PEP 639: Improving license clarity with better package metadata

Yes! that would be much welcomed!

There is something that I may want to address which may be to change slightly the way we would use the License field. The suggestion I got from @thatch would be to simply prefix the license expression string with spdx: such as in spdx: Apache-2.0 OR BSD-3-Clause to signal that the License field contains an expression that could then be strictly validated. This would address some of the concerns raised about reusing the License field for expressions and the fact that it would not be known if the field can be validated strictly or not.

@pf_moore @brettcannon feedback welcomed on this refinement!

That sounds like a good change. Explicit configuration is always better than implicit configuration (or behavior) :slight_smile:

1 Like

At the risk of throwing an accelerant on this pile of embers…

Would it be in scope for this PEP to address the situation where the license expression for a wheel must be different from the expression for the sdist?

This isn’t an issue for any pure-Python packages, but any wheel constructed from a package which contains non-Python code will almost certainly include binary code derived from sources outside of the Python package. While it’s quite likely that the code in question is freely distributable, it will often not be distributed under the same license(s) as the source code in the sdist.

There are some obvious examples on pypi.org already; PyTorch being one, as the wheels available from pypi.org contain CUDA-related code from NVIDIA, which is not even open source code :slight_smile: It is freely distributable and so the producers of those wheels are not violating any licenses, but the consumers of those wheels are being given a incorrect license declaration if they are relying on the declaration in the sdist (as copied over into the wheel).

@kpfleming that an issue alright

I recall entering these related tickets a long time ago on numpy and scipy:

I think that for now we should likely clarify (in doc for now) what is the scope of the license: sdist or built wheel.
I tend to feel that the license expression should be that of the built package and not that of only the source code if there is more than meets the eye.
BUT on the other hand the set of code baked in a binary today may not be the same as the set baked in tomorrow or may vary based on the local setup (such as using GCC vs. clang or glibc vs. musl, etc.) so it becomes rather difficult in some corner cases.

The case of pytorch is a rather unique one though I feel like they would need to err towards documenting the built binary rather than just the sources.

I think that’s out of scope. You not only would need a way to specify the license of the source separate from the wheel, but you would have to do it per wheel (e.g.

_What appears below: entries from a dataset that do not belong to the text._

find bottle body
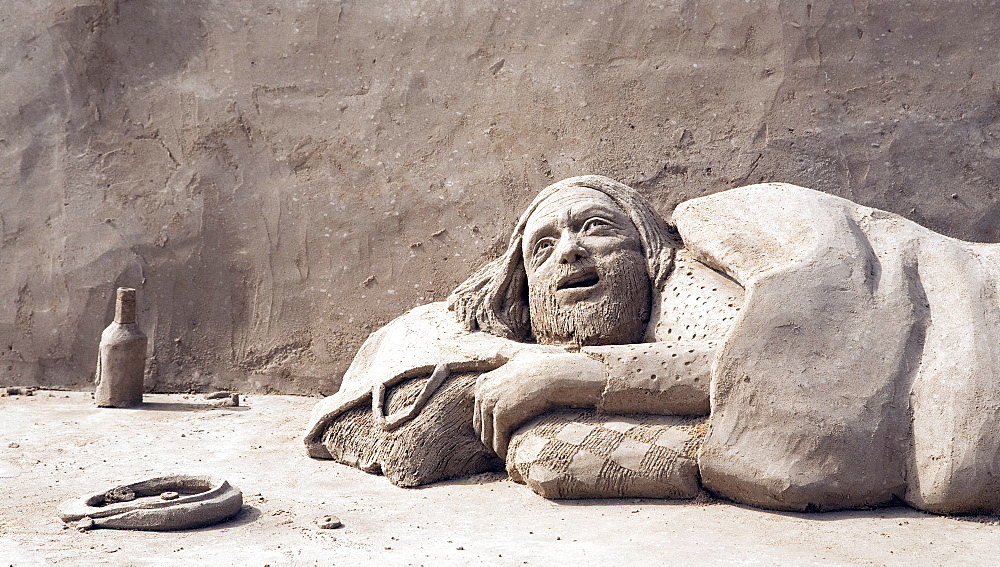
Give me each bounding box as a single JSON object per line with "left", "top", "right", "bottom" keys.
{"left": 95, "top": 288, "right": 147, "bottom": 408}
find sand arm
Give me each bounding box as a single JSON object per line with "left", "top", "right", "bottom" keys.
{"left": 475, "top": 342, "right": 713, "bottom": 458}
{"left": 582, "top": 341, "right": 714, "bottom": 416}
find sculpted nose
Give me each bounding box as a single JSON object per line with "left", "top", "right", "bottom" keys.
{"left": 556, "top": 233, "right": 589, "bottom": 264}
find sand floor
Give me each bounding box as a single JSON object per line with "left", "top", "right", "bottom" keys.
{"left": 2, "top": 391, "right": 999, "bottom": 566}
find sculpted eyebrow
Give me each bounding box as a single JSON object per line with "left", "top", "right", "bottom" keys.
{"left": 572, "top": 204, "right": 625, "bottom": 224}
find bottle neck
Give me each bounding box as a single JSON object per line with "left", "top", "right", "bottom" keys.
{"left": 115, "top": 288, "right": 137, "bottom": 324}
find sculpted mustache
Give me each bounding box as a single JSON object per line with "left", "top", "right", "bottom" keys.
{"left": 549, "top": 261, "right": 600, "bottom": 290}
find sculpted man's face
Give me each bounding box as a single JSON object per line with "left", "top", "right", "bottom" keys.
{"left": 521, "top": 186, "right": 651, "bottom": 346}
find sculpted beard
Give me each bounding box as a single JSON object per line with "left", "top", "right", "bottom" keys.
{"left": 528, "top": 248, "right": 651, "bottom": 346}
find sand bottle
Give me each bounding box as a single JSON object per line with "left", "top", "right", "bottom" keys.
{"left": 95, "top": 287, "right": 148, "bottom": 407}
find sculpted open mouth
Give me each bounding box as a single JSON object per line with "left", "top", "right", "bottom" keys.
{"left": 556, "top": 270, "right": 600, "bottom": 291}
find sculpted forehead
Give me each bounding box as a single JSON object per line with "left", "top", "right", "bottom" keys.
{"left": 527, "top": 187, "right": 623, "bottom": 224}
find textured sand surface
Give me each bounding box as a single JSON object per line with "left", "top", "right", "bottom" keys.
{"left": 3, "top": 391, "right": 1000, "bottom": 566}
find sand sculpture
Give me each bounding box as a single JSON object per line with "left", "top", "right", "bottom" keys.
{"left": 95, "top": 287, "right": 148, "bottom": 408}
{"left": 307, "top": 175, "right": 1000, "bottom": 514}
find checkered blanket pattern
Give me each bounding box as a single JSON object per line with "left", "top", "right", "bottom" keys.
{"left": 507, "top": 410, "right": 708, "bottom": 499}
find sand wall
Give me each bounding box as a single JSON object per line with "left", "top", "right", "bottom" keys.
{"left": 2, "top": 0, "right": 999, "bottom": 393}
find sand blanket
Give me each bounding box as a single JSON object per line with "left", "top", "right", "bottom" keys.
{"left": 678, "top": 183, "right": 1000, "bottom": 513}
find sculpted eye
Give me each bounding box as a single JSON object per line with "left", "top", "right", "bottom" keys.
{"left": 531, "top": 238, "right": 555, "bottom": 259}
{"left": 583, "top": 217, "right": 615, "bottom": 233}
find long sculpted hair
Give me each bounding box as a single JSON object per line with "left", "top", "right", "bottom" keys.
{"left": 447, "top": 175, "right": 681, "bottom": 342}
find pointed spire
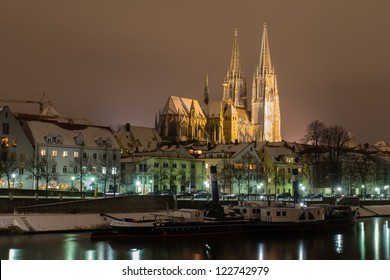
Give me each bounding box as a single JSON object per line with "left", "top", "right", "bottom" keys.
{"left": 204, "top": 71, "right": 209, "bottom": 105}
{"left": 229, "top": 28, "right": 240, "bottom": 76}
{"left": 259, "top": 22, "right": 272, "bottom": 75}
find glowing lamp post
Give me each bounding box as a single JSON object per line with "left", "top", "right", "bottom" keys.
{"left": 136, "top": 180, "right": 141, "bottom": 194}
{"left": 257, "top": 183, "right": 263, "bottom": 194}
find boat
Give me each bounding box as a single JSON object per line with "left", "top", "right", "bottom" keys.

CUDA versus non-CUDA wheels of PyTorch). PyPI doesn’t even provide a way to expose that information, let alone having a way to have your build tool of choice let you say what license should be set for your built wheel.

I think that would be a separate discussion (and potentially a PEP).

1 Like

That’s very logical and I assumed that would be the response.

My only remaining question on that topic (and I realize it’s pushing the envelope) is whether the PEP (and the metadata itself) could recommend some sort of indicator which would cause the build tool (the thing producing the wheel) to not copy the license expression from the sdist into the wheel. This would be used by package maintainers who know that their package will incorporate other software when a wheel is built, and that the license expression they are providing for the sdist will not be accurate if a wheel is produced from it.

I think that’s a separate PEP since the one proposed here is to simply use SPDX.

1 Like

Thanks. I’ll put that in my plans and see if I can find some collaborators :slight_smile:

1 Like

I think this would be a welcome change and would reduce confusion and frustration.

Is this the last ‘open issue’ before this PEP can proceed to the next phase?

Thanks for pushing through on this @pombredanne!

I think the only thing preventing me from being +1 on this PEP is the overloading of the License field rather than creating a new License-Expression field. At this point in this thread, @pradyunsg, @dstufft and @brettcannon and myself have all either stated preferences for a new field or concerns about reusing License, so I’m not sure we’re in the minority here anymore.

The only real reason I’ve seen for reusing License is:

Given my experience with packaging metadata, I don’t think “field inflation” is an actual issue, and instead I think we should prioritize the following:

  • if possible we should should avoid anything that changes the behavior of any existing field, even across different Metadata-Versions;
  • we should not make packaging tools have to guess the Metadata-Version based on some characteristic of the metadata value;
  • we should be able to tell the user if they are trying to use an license expression but either have a typo, wrong syntax or an invalid identifier, e.g. strictly validate.

Creating a new License-Expression field would resolve all of these.

3 Likes

@dustin @kpfleming I am now convinced that knowing exactly that a license is an expression is a must. We could prefix the license value with spdx: but this amounts to somehow create a “field-in-a-field” where License would either a be plain string or a structured expression: This does not feel right to cram structure inside a value here.

A separate License-Expression field would end up being much cleaner and remove any ambiguity. @pf_moore would you agree?

If there is no objection, I will update the draft along these lines. And I will also explain the new migration path and add suggestions on how tools can help with it.

One question, what should happen if a metadata file contains both License and License-Expression?

Yes, I agree.

1 Like

We could keep license as it is e.g. an optional unstructured field where extra license commentary can be provided. Or we deprecate it entirely and accept that a license is always an expression, and that any extra license commentaries and peculiarities go in a pointed License-File content.

I’d rather follow that plan: if the metadata includes License-Expression, then it must not have License or any licensing-related classifiers.

While it seems incredibly unlikely today that there would ever be a new license expression specification that supersedes SPDX, it may be prudent to plan for that by naming the field in a way that makes it clear that it can only contain SPDX license expressions.

1 Like

It is possible for build tools to put different metadata in wheels vs sdists. So, if built wheels should have a different license, it’s IMO very reasonable to have it change between them.

I don’t think this is a metadata issue tho, but more of how the various build backends expose this ability and whether they allow users to do stuff like this.

2 Likes

It might also be an issue for metadata consumers, which may not be expecting per-file differences (PyPI, for example, displays the license at the project level, not at the file level). But that’s equally not a metadata issue, as the mechanism is there to allow per-file data, it’s just how the tools handle the situation.

1 Like

https://spdx.github.io/spdx-spec/appendix-V-using-SPDX-short-identifiers-in-source-files/

1 Like